A housekeeper’s discoveries: a few of my favourite things, January 26
Head Housekeeper Janet Bitton, has worked at Chatsworth for many years and has a deep knowledge of the nooks and crannies of the historic 300-room house. She will share a few of her favourite discoveries, from historic political graffiti on floorboards to interesting baking moulds, as well as the care required for some of Chatsworth’s most precious objects.
Chatsworth through my eyes, February 2
Lord Burlington will talk about the vision and values of the vibrant community at the heart of the estate as well as sharing insights into the other Devonshire Estates.
The evolution of planting in the garden, February 16
With Capability Brown and Joseph Paxton as predecessors, the gardening team at Chatsworth have some big footsteps to follow. More than 500,000 visitors every year enjoy the 105-acre garden so managing and expanding the plant collection, developing new areas and improving the fabric and historic features make for a very busy schedule. Two of the team will talk about planting in the garden and how it has evolved over five centuries including the Trout stream, Arcadia and flowers in the cutting garden.

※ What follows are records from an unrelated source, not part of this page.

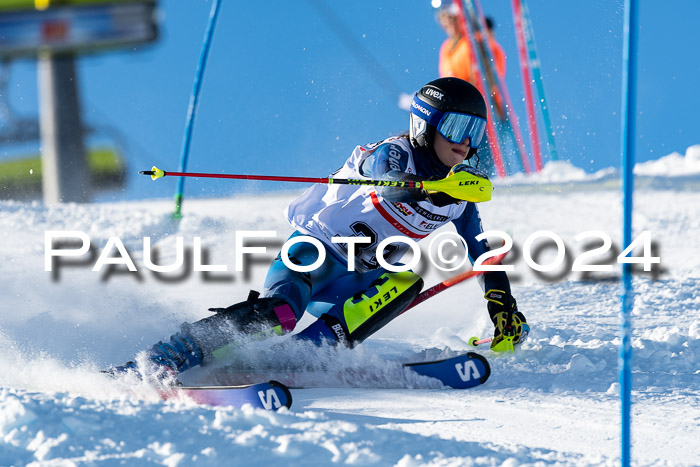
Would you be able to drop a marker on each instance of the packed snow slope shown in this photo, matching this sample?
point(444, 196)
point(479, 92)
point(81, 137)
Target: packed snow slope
point(555, 401)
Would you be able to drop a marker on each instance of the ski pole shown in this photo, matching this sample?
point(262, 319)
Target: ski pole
point(460, 185)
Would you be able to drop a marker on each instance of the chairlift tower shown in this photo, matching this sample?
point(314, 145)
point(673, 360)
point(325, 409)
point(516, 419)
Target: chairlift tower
point(56, 33)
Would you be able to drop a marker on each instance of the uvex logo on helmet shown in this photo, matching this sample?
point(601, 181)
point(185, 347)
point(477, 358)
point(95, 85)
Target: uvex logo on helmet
point(434, 93)
point(420, 108)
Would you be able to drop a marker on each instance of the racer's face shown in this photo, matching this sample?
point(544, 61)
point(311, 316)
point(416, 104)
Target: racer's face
point(450, 153)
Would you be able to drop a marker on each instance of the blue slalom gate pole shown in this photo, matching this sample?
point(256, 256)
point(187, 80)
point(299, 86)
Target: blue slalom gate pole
point(534, 62)
point(192, 109)
point(629, 111)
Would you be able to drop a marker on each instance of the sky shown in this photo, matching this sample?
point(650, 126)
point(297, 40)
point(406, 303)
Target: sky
point(284, 94)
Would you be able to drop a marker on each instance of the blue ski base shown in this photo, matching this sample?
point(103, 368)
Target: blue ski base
point(270, 395)
point(460, 372)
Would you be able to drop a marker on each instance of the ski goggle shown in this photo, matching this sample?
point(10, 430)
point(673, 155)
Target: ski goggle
point(455, 127)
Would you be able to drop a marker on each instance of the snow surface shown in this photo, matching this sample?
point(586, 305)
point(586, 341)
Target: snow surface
point(553, 402)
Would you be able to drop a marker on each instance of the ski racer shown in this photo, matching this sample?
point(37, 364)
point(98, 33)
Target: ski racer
point(356, 296)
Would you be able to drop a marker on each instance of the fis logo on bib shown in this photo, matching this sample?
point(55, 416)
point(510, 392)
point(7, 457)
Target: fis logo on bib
point(403, 209)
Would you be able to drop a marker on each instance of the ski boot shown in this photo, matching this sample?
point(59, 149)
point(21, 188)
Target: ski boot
point(366, 312)
point(511, 329)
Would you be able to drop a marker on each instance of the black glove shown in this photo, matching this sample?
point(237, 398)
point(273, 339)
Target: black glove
point(507, 320)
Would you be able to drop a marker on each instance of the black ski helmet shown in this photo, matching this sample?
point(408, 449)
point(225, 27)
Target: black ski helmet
point(445, 95)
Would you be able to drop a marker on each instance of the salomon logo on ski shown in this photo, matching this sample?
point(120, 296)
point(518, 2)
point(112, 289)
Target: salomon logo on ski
point(467, 370)
point(269, 399)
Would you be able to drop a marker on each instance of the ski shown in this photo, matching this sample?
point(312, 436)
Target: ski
point(270, 395)
point(458, 372)
point(461, 372)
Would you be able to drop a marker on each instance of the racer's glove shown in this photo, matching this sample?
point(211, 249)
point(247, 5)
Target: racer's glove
point(510, 325)
point(441, 199)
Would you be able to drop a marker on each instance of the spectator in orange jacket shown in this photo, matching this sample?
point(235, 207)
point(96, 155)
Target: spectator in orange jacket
point(455, 53)
point(499, 56)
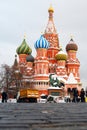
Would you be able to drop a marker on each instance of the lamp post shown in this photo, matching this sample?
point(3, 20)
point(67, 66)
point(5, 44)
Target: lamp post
point(17, 78)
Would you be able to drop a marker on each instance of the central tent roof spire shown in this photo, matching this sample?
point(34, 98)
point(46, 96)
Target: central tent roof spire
point(50, 26)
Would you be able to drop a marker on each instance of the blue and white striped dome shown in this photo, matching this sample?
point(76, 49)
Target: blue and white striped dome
point(41, 43)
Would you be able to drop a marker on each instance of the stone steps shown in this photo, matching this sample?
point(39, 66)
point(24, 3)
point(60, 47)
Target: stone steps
point(50, 116)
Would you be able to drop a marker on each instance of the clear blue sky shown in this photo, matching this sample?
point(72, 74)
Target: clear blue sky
point(30, 16)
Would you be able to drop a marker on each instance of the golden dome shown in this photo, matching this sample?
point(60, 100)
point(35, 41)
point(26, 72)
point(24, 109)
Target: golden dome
point(50, 9)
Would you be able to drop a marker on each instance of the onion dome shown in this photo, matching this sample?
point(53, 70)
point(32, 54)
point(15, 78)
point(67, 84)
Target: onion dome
point(71, 46)
point(51, 9)
point(24, 48)
point(30, 58)
point(61, 55)
point(41, 43)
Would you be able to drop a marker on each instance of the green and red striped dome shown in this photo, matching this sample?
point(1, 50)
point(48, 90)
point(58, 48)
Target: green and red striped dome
point(24, 48)
point(61, 55)
point(71, 46)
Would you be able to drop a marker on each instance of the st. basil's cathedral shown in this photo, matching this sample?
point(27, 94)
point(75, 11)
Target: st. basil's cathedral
point(49, 59)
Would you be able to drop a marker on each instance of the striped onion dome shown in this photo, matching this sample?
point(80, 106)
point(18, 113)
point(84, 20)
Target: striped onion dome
point(71, 46)
point(50, 9)
point(61, 55)
point(30, 58)
point(24, 48)
point(41, 43)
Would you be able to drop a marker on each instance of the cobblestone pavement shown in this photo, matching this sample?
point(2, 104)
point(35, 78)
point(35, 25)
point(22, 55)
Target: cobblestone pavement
point(46, 116)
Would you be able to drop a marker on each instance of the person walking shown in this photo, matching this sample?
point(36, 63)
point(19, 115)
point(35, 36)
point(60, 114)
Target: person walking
point(75, 95)
point(4, 97)
point(82, 95)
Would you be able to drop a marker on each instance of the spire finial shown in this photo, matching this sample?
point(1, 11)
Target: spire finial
point(50, 8)
point(71, 37)
point(60, 47)
point(24, 35)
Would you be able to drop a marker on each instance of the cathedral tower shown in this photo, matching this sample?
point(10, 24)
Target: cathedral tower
point(41, 77)
point(51, 35)
point(73, 63)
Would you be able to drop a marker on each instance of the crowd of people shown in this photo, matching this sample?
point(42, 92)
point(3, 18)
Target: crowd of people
point(78, 97)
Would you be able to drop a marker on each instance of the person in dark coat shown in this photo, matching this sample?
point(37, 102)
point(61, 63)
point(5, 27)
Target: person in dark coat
point(4, 97)
point(75, 95)
point(82, 95)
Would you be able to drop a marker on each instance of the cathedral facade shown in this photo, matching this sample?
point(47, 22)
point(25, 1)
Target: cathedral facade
point(49, 59)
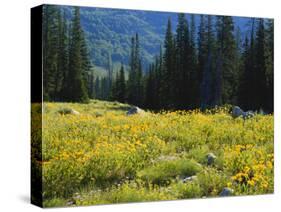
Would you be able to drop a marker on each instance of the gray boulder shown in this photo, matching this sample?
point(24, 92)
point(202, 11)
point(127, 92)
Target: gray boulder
point(135, 110)
point(211, 158)
point(226, 192)
point(67, 111)
point(238, 112)
point(189, 179)
point(248, 114)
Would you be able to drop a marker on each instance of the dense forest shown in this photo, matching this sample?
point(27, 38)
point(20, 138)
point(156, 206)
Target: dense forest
point(197, 66)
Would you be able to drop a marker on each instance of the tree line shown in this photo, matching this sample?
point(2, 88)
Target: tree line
point(67, 73)
point(216, 67)
point(197, 67)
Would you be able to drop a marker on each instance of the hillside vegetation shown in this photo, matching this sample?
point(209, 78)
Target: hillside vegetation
point(102, 156)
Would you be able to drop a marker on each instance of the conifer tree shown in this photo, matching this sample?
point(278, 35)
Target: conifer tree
point(76, 81)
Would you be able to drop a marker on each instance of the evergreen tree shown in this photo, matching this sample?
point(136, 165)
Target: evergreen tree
point(194, 89)
point(75, 80)
point(122, 85)
point(97, 88)
point(206, 87)
point(226, 74)
point(181, 74)
point(259, 82)
point(50, 50)
point(269, 36)
point(169, 75)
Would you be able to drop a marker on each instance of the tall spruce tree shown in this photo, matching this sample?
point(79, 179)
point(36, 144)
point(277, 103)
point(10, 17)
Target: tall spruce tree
point(169, 74)
point(75, 80)
point(260, 68)
point(226, 76)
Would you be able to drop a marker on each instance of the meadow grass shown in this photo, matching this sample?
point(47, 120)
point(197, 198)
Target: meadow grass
point(103, 156)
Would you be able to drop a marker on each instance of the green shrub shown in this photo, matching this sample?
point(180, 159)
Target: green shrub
point(164, 171)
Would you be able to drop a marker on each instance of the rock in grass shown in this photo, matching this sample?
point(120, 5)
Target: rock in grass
point(248, 114)
point(211, 158)
point(237, 112)
point(226, 192)
point(67, 111)
point(189, 179)
point(135, 110)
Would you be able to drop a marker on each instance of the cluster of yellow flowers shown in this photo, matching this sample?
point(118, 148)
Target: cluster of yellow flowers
point(102, 143)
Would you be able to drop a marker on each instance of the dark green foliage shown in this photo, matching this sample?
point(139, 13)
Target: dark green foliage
point(66, 63)
point(119, 86)
point(211, 68)
point(135, 81)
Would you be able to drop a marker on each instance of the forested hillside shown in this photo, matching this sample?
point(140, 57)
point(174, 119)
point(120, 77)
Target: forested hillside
point(204, 61)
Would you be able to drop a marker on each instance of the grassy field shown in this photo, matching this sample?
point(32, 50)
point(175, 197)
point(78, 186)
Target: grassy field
point(103, 156)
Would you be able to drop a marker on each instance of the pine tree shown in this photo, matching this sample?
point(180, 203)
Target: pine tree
point(269, 36)
point(194, 89)
point(260, 68)
point(97, 88)
point(169, 75)
point(75, 80)
point(181, 75)
point(226, 74)
point(122, 85)
point(207, 48)
point(50, 50)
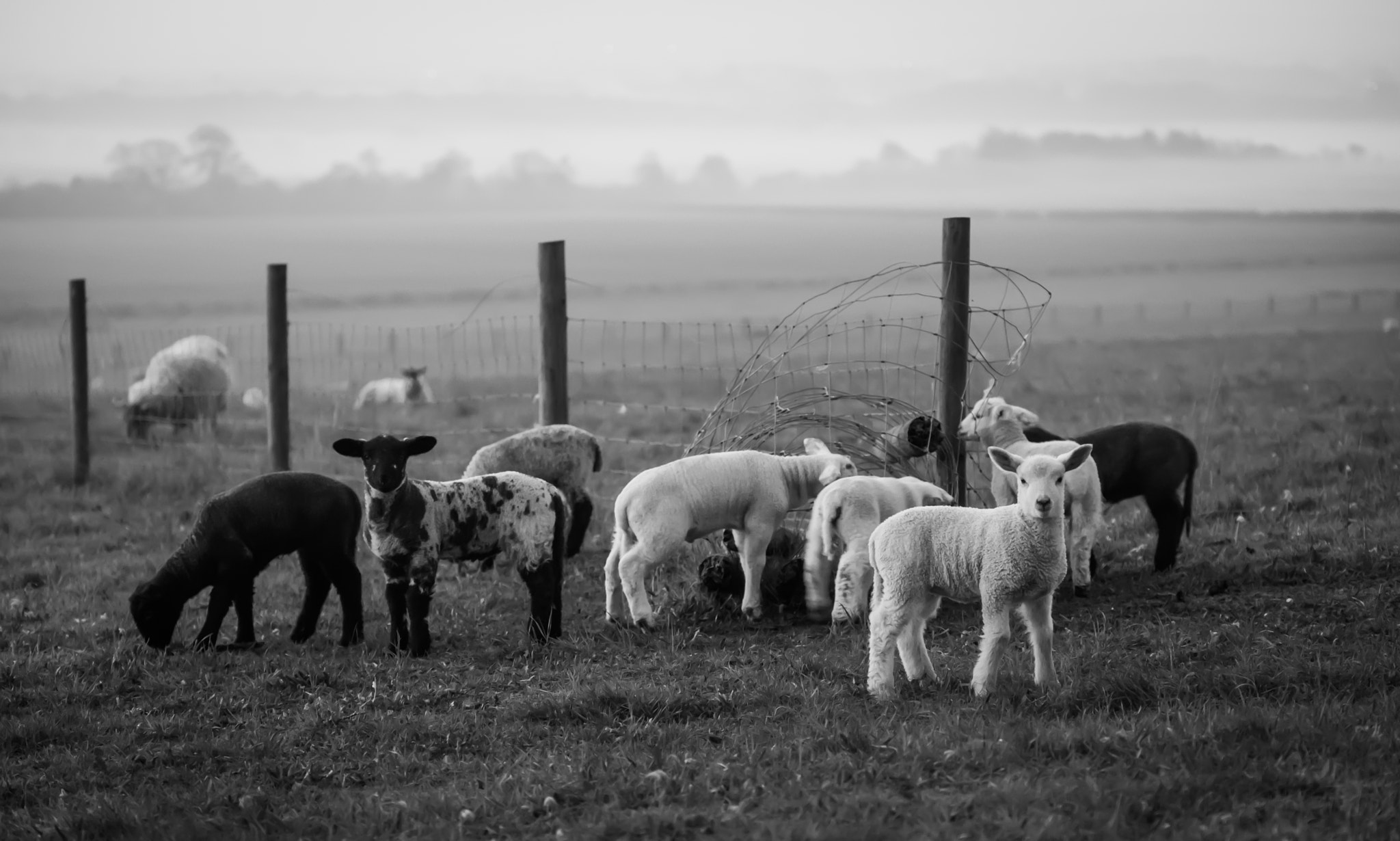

Introducing a new commission at Chatsworth, March 2
‘Sowing Colour’ by Natasha Daintry is a specially commissioned ceramic installation due to be unveiled in spring 2018 and a bold addition to the Duke and Duchess’s collection of contemporary art and design. Head of Collections, Kate Brindley, will introduce this latest commission and explain more about the artwork in the context of the Duke and Duchess’s passion for supporting artists today.
Long and short seasonal park walks, selected dates available from March 7-October 16
The short walks take two hours and the long walks take four hours but both take in some of the best views on the estate. Each tour is led by an expert Chatsworth guide, offering the perfect way to learn more about the park and villages surrounding Chatsworth. Learn about how this landscape has evolved and hear some of the stories behind the sites around areas including Dobb Edge and Barbrook; Edensor; Lakes loop; Capability Brown’s landscape; the Duke’s walk; and the Warren and Beeley Village.
From sheep dogs to sawlogs, March 9
Learn more about modern farming and forestry on a historic estate with Farms Manager, David Howlett, and Head Forester, John Everitt. The Chatsworth Estate’s 37,000 acres contain hundreds of thousands of trees and 1600 hectares of mixed woodland, as well as numerous farms growing crops and farming livestock.
A grand day out, March 16
The Duke and Duchess will share insights into some of the hidden gems around the Chatsworth Estate and further afield as well as the history and stories behind them.
All the talks are taking place in the Hartington room or the historic Theatre apart from the seasonal walks. While the house, garden and farmyard are closed for the winter until reopening on March 24, the stables shop and restaurant are open daily from 10.30am to 4.30pm, while the farmyard and playground are also open during half-term, February 17-25.
The annual Peak District Artisans exhibition returns to the stables, with work from more than 30 artists, designer-makers and contemporary craftspeople from across the Peak District on display from January 12 to March 9, open daily 10.30am–3.30pm. Admission is free.